We can say that Lacan is far from the Id – Ego – Superego theory. He is more connected with Freud, who can be called the early period, that is, with Freud, who deals with the structure, formation, place and functioning of the unconscious. For Lacan, psychoanalysis is the science of the unconscious as a science.
If psychoanalysis is to be a science, it must first be able to ground its own distinction epistemologically, that is, to distinguish its object. At this point, Lacan theoretically bases the understanding of science that developed after positivism-empiricism and rereads Freud accordingly. Accordingly, the object of psychoanalysis (as Freud also pointed out in many places but could not make it completely clear) is the unconscious. It should be noted that this is a theoretical object, and here it should also be noted that the unconscious is a unique theoretical object in order to distinguish psychoanalysis from other sciences, according to Lacan. As Althusser points out in one of his early writings on Lacan, this is Lacan’s “return to Freud” movement to bring it to a new level. (See: Freud and Lacan.) Thus, with this attempt at return, Freud, and therefore psychoanalysis, will be able to be removed from the limits and problems of his birth time and reevaluated correctly.

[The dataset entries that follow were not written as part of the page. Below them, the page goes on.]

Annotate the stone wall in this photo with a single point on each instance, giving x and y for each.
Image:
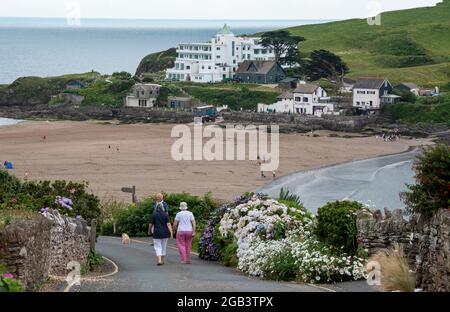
(34, 249)
(69, 240)
(426, 243)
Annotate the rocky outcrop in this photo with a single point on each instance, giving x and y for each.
(156, 62)
(34, 248)
(426, 243)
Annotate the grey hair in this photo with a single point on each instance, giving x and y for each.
(159, 207)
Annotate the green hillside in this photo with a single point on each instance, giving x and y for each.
(409, 45)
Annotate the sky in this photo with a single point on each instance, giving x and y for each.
(206, 9)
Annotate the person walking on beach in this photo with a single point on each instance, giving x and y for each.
(185, 226)
(161, 229)
(159, 199)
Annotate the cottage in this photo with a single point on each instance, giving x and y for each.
(143, 95)
(288, 83)
(409, 87)
(312, 99)
(370, 94)
(180, 102)
(75, 85)
(347, 85)
(307, 99)
(263, 72)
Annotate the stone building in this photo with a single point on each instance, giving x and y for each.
(143, 95)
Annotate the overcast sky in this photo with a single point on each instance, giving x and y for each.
(206, 9)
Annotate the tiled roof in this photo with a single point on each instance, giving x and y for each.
(306, 88)
(369, 83)
(262, 67)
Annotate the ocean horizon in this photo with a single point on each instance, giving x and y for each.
(54, 46)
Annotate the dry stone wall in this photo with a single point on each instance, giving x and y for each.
(34, 249)
(426, 242)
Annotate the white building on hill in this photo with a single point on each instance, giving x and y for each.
(143, 95)
(217, 59)
(306, 99)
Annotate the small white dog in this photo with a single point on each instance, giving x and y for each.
(125, 239)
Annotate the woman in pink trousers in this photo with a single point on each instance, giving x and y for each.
(185, 226)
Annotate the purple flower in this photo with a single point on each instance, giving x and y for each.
(64, 202)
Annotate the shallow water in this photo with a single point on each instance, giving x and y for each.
(376, 182)
(7, 121)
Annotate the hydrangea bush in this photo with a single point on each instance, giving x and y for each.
(278, 242)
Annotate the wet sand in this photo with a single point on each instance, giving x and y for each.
(140, 155)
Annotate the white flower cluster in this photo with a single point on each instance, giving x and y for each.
(252, 224)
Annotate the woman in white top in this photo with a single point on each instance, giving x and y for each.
(185, 226)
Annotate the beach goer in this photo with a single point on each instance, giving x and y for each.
(161, 229)
(159, 199)
(185, 227)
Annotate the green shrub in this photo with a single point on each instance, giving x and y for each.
(432, 188)
(8, 283)
(94, 262)
(282, 266)
(336, 225)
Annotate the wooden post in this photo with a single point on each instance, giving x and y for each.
(93, 237)
(131, 190)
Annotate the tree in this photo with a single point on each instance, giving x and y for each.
(325, 64)
(432, 188)
(284, 45)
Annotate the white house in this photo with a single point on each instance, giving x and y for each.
(306, 99)
(372, 93)
(217, 59)
(311, 99)
(143, 95)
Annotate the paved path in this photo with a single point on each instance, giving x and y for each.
(138, 272)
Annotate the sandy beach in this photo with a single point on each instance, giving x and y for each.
(140, 155)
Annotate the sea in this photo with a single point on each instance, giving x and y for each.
(56, 46)
(375, 182)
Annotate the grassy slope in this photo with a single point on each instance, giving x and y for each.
(370, 50)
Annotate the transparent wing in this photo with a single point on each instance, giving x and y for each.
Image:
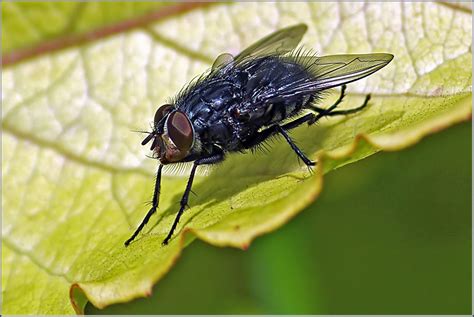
(335, 70)
(279, 42)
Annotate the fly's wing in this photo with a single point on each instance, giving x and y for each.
(336, 70)
(277, 43)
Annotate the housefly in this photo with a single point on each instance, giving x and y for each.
(268, 89)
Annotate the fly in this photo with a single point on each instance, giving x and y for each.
(242, 101)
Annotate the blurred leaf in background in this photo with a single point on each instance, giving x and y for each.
(78, 78)
(403, 247)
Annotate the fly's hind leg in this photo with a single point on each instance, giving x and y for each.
(275, 129)
(329, 112)
(295, 148)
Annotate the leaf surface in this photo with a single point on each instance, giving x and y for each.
(75, 177)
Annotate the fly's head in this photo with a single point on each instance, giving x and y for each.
(172, 135)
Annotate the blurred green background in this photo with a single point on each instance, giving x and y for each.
(390, 234)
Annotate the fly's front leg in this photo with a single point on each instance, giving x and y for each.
(154, 206)
(184, 200)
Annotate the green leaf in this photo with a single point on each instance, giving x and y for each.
(75, 177)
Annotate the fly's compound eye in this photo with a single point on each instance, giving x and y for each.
(162, 112)
(180, 131)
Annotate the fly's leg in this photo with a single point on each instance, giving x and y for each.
(295, 148)
(184, 200)
(328, 110)
(274, 129)
(154, 206)
(329, 113)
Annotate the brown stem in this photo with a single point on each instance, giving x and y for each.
(22, 54)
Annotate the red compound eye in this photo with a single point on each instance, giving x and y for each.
(162, 111)
(180, 131)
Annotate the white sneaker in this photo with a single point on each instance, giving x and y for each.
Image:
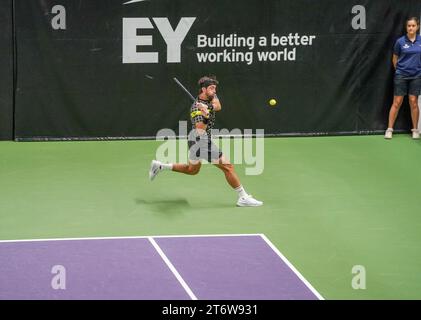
(248, 201)
(388, 134)
(155, 169)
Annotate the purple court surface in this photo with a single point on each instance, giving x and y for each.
(215, 267)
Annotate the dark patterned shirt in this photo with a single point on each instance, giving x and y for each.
(197, 116)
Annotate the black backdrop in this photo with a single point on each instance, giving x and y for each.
(73, 83)
(6, 74)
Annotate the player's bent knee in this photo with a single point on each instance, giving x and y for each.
(227, 168)
(194, 170)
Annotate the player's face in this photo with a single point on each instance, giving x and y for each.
(211, 91)
(412, 27)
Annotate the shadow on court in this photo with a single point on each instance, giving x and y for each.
(166, 207)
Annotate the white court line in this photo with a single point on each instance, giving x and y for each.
(173, 269)
(270, 244)
(290, 265)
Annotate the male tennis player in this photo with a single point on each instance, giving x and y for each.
(202, 115)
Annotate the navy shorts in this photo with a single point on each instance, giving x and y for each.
(406, 86)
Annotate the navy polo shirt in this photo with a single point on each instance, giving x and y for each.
(409, 53)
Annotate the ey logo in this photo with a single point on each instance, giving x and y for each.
(134, 42)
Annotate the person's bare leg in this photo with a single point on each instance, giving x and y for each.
(190, 168)
(415, 113)
(244, 199)
(394, 110)
(229, 171)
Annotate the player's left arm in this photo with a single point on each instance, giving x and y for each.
(216, 104)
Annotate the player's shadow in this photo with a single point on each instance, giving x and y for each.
(165, 207)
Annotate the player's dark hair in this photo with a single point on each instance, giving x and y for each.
(417, 21)
(207, 81)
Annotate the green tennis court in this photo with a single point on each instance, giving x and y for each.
(330, 203)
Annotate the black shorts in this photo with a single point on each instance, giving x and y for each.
(204, 148)
(406, 86)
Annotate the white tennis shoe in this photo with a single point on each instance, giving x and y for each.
(155, 169)
(248, 201)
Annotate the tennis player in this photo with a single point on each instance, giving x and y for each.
(202, 115)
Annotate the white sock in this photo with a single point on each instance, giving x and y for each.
(241, 191)
(166, 166)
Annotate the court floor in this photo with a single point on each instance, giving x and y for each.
(331, 204)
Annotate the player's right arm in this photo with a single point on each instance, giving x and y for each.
(198, 119)
(395, 60)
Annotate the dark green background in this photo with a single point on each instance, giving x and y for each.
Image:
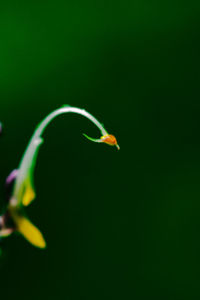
(119, 225)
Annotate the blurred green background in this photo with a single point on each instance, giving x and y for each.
(119, 225)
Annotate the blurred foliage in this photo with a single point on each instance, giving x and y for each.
(119, 225)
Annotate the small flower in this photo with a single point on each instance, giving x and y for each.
(19, 184)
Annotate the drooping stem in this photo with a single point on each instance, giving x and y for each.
(26, 166)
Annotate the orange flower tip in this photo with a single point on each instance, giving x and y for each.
(110, 140)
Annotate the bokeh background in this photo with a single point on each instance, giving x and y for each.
(119, 225)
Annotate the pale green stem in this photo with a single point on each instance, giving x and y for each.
(27, 163)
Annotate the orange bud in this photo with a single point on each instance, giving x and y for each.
(110, 140)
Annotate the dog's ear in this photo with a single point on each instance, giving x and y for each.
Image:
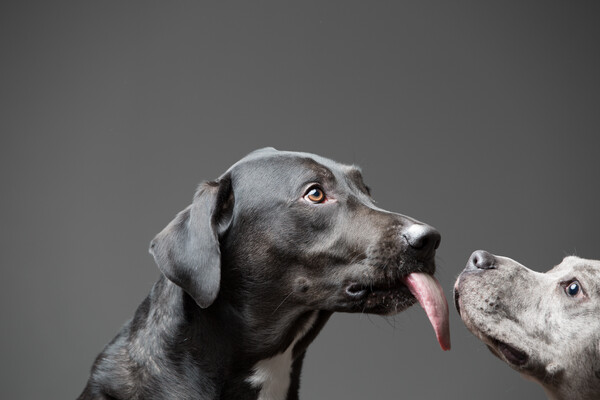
(187, 251)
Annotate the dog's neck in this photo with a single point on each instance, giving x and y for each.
(262, 356)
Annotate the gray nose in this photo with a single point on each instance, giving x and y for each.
(422, 238)
(481, 259)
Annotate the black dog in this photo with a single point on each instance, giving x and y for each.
(253, 269)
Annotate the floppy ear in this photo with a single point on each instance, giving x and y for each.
(187, 251)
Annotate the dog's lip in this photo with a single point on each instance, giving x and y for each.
(508, 352)
(358, 290)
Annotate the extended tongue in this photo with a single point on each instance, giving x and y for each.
(430, 295)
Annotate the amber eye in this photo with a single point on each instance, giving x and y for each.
(315, 195)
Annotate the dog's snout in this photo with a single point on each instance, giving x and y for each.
(423, 238)
(481, 259)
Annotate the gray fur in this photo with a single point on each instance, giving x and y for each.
(558, 335)
(252, 270)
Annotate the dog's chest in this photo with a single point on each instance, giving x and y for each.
(273, 375)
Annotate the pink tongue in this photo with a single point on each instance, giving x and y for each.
(430, 295)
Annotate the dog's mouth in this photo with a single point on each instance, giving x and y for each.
(507, 352)
(393, 297)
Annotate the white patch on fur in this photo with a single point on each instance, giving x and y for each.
(273, 375)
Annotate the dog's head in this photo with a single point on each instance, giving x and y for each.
(284, 230)
(545, 325)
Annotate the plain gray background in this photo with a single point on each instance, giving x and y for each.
(480, 118)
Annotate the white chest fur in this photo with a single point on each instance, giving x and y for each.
(273, 375)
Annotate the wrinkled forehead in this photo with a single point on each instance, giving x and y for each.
(284, 168)
(578, 267)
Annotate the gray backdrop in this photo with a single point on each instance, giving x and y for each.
(480, 118)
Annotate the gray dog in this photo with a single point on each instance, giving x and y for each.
(253, 269)
(544, 325)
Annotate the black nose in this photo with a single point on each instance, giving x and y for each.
(423, 238)
(481, 259)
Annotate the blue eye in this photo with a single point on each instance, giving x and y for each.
(573, 289)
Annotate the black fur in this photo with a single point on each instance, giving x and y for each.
(245, 267)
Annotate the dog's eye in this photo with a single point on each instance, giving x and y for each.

This means whether the object in question (the Unconscious) can be studied with Biology or Sociology based methods or concepts. At this point, psychoanalysis emerges as a theoretical necessity and therefore must be theoretically grounded from this point on. Lacan’s categorical insistence on Freud’s theoretical work and his rejection of the classical psychiatry tradition are primarily relevant to this point. Lacan tends to evaluate psychoanalysis through structuralism, especially and specifically Structuralist Linguistics, and the first place where this orientation emerges is how psychoanalysis should be understood as a science. Afterwards, this linguistic model was followed in the same way when dealing with its object (the unconscious). As a result, Lacan’s rereading of Freud often appears as an anti-psychiatry to traditional psychiatry.